Francis Heaulme, 58 ans, a déjà été condamné pour neuf meurtres, dont deux fois à la perpétuité, pour ceux d’une adolescente et d’un enfant de 9 ans. Il a obtenu un non-lieu et un acquittement dans deux autres affaires.

Insoluble double meurtre d’enfants

  1. Heaulme est jugé depuis le 25 avril. Il est accusé d’avoir tué, le 28 septembre 1986, Cyril Beining et Alexandre Beckrich, 8 ans, à coups de pierre sur un talus SNCF de Montigny-lès-Metz.

Après un peu plus de deux heures de réquisitoire, l’avocat général Jean-Marie Beney et le substitut du procureur Brigitte Harmand-Colette ont demandé aux jurés de ne pas s’attacher au manque d’aveux de l’accusé, qui a répété, en boucle: «Montigny, c’est pas moi».

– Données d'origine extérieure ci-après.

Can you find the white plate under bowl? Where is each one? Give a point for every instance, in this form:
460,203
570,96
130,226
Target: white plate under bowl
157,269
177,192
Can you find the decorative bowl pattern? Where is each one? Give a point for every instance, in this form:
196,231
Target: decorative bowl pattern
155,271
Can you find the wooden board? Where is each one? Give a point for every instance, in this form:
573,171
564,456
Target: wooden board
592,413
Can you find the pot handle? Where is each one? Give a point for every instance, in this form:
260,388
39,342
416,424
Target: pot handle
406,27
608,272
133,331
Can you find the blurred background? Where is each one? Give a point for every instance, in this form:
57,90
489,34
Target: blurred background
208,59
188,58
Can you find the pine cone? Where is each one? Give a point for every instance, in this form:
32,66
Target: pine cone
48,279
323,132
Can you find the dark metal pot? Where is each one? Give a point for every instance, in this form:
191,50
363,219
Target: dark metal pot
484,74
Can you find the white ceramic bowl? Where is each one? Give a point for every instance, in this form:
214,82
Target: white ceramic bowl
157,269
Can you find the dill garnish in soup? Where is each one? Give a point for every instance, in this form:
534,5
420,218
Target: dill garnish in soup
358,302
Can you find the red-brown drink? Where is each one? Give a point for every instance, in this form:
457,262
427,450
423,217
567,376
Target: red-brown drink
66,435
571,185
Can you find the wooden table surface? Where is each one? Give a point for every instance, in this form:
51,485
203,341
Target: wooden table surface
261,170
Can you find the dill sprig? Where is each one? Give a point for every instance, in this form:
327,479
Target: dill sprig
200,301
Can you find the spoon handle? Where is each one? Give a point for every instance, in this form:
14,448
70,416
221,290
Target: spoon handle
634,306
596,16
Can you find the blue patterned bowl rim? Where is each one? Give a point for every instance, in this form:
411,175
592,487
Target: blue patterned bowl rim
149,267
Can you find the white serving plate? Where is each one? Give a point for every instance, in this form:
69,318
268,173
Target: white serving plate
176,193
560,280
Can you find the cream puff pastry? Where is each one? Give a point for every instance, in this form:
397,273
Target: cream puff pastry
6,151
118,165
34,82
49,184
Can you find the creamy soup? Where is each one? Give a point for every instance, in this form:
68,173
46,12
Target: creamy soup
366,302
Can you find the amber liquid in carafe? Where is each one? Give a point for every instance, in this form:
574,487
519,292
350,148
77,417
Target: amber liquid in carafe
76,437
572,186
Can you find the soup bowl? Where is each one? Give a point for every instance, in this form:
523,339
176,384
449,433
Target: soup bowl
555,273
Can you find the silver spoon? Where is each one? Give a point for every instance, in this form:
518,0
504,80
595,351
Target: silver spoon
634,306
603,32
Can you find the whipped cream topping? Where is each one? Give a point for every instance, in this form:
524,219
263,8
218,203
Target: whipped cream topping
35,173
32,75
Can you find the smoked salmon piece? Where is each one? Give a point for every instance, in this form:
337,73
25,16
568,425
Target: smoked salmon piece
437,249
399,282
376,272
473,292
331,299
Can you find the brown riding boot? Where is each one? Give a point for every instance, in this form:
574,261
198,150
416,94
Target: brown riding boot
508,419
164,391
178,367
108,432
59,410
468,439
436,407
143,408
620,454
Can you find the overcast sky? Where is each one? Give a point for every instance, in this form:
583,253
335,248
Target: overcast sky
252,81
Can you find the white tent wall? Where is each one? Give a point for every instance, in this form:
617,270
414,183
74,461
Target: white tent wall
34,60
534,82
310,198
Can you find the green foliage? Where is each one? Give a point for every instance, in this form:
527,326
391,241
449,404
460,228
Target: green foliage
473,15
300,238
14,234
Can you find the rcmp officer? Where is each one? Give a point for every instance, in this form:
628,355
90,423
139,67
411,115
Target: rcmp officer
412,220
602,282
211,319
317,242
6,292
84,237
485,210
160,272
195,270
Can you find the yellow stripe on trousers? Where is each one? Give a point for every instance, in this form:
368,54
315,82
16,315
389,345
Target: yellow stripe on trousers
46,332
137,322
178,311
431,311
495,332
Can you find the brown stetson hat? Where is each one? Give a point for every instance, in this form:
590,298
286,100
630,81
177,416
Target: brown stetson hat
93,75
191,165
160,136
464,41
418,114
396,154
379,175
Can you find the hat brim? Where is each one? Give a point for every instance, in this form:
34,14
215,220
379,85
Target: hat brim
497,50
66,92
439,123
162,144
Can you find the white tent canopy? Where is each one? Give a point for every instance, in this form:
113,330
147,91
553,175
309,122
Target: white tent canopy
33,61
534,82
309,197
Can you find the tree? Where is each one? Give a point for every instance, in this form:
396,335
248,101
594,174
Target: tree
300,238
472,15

« Nous nous passerons des aveux »

«Nous nous passerons d’autant plus volontiers de ces aveux que nous savons que les aveux peuvent fausser le raisonnement. L’absence d’aveux est une manière d’aggraver la douleur des familles, mais ca n’est pas une façon d’égarer la justice», a conclu M. Beney, après avoir listé les éléments concordants qui, selon lui, démontrent sans l’ombre d’un doute, la culpabilité de Francis Heaulme.

« Alexandre c’est vous, Cyril, c’est vous »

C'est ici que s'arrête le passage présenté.